Shreveport personal trainer, Heather Binyon, sees first-hand every day the pressure women put on themselves to meet an often self-imposed expectation.

"Everyone has insecurities. Everyone is comparing themselves to something or someone, or even to their past," she says.

Binyon also pushes her own body to reach heights of physical fitness, in order to compete in the National Physique Committee bikini competitions.

"When you compete, you have to spend all of your time planning around that everyday."

A posting of herself on Facebook, right before a competition in New York recently, was met with an overwhelmingly positive response.

But not everyone liked what they saw.

A woman, who - admittedly - doesn't know Binyon, shared the photo on her own page, and made the comment that "if this is what young women are striving to look like and judges are voting on... sad."

"People harm themselves over messages like this, that they let it get to them," says Binyon of cyberbullying.

And it didn't stop there.

Several other people commented - "nasty", "not appealing at all", "disgusting", "likely very unhealthy.. with an eating disorder."

That was the last straw for Binyon.

"Women are already so ridiculed, and I just feel like, why aren't we uplifting each other and helping each other instead of putting each other down?"

Binyon didn't take the cyber attack lightly, and fired back on social media with a response of her own.

She writes on her Facebook page - in part - "I am very healthy. I eat carbs and fats. I don't starve. Muscle isn't built without food."

She goes on to say that "any adult who would go out of their way to visit my page just to be offensive to a stranger is saddening."

"The large amount of support that I received was a blanket statement saying, we're not going to put with people bashing strangers," she tells KTBS 3 News.

The negative effects of cyberbullying can be swift and long-lasting. Mental health experts at the Center for Families in Shreveport suggest putting yourself in someone else's shoes, because the damage is often just one click away.

"That's definitely very scary. It can reach you when you're alone. You don't have to be alone or at a certain place. Like you said, it's 24 hours a day, 7 days a week," explains Britni Russell, a Licensed Professional Counselor.

She says if cyberbullying is allowed to escalate - especially in adolescents - the psychological and emotional damage can be severe.

"It can cause a person to feel isolated, it can cause them to withdraw, feel depressed.
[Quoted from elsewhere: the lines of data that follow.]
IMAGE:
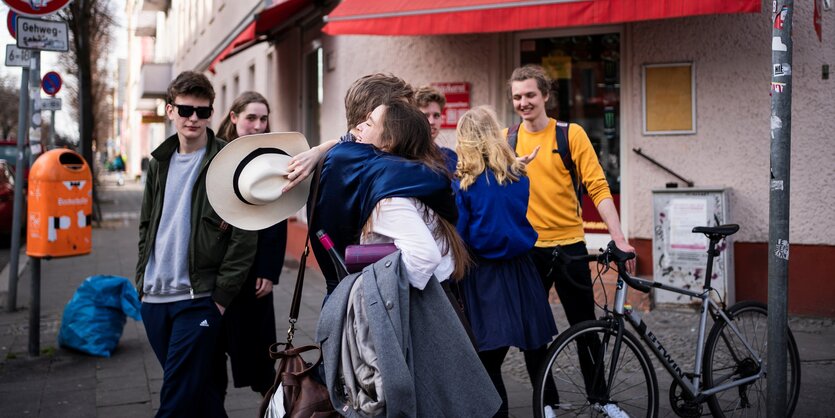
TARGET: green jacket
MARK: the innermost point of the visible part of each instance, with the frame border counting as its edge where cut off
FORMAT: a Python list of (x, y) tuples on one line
[(219, 255)]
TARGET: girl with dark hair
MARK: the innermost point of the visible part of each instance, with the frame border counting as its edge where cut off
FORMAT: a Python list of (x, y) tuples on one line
[(249, 321), (249, 114), (437, 249), (393, 343)]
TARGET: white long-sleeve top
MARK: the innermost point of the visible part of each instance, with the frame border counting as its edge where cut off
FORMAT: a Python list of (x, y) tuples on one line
[(401, 220)]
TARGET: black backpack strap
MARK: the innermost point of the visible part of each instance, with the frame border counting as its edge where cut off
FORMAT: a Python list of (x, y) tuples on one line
[(565, 154), (512, 134)]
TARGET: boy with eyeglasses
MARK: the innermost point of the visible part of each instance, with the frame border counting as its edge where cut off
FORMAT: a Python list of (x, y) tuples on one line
[(191, 263)]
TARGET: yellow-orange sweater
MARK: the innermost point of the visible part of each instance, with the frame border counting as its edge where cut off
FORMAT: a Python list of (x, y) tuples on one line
[(552, 207)]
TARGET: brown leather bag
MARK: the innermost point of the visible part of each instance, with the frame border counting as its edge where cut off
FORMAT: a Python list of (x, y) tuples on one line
[(304, 396)]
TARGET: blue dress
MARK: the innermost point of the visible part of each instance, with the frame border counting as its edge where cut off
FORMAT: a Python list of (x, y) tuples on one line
[(502, 294)]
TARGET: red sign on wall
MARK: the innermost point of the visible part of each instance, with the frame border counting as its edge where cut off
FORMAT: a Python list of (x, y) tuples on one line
[(457, 102), (36, 7)]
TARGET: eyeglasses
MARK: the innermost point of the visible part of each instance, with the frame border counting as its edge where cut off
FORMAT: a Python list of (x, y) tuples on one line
[(203, 112)]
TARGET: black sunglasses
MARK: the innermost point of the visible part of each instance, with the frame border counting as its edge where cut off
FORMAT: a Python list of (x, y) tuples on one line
[(203, 112)]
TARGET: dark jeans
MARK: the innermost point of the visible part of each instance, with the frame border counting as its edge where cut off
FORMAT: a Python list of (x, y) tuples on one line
[(492, 361), (183, 336), (577, 301)]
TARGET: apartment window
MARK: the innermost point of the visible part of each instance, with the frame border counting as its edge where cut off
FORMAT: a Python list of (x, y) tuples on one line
[(223, 99)]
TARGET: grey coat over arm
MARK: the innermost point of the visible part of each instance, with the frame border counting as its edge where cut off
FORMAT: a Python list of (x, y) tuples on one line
[(428, 365)]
With kids, you might see a drop in grades and overall, their health may decline."

Instead of deleting immediately, Russell suggests notating any cyberbullying, in case law enforcement intervention is required.

"It's also good to take a record of messages or pictures or instances of [cyber]bullying, and record the time and date that it happened."

Despite the personal attack on her appearance, Binyon considers this an opportunity to remind women - not just her clients - that body image is a state of mind.

"I try to express to them that it helps them be a better family member, a better wife and a better mother, because they're healthier, they're happier, they have more energy."

It should be noted that the woman who shared the original photo on Facebook did reach out to Binyon later through a private message to apologize, but Binyon stresses the importance of thinking twice before you click.

"I'm secure enough in myself and my appearance that I can stand up for what I feel is right. But others may not be so strong, and that's what's so dangerous."

Cyberbullying is being taken much more seriously now than in previous years.

It's illegal in Louisiana to maliciously "abuse, torment, or intimidate" anyone electronically who is under the age of eighteen.

Parents can have a vital impact on preventing, identifying, and stopping cyberbullying with their kids.

According to the National Crime Prevention Council, parents should keep their home computer in a busy area of their house.

Also, set up email and chat accounts with your children. Make sure that you know their screen names and passwords, and that they don't include any personal information in their online profiles.

And discuss cyberbullying with your children and ask if they have ever experienced it or seen it happen to someone.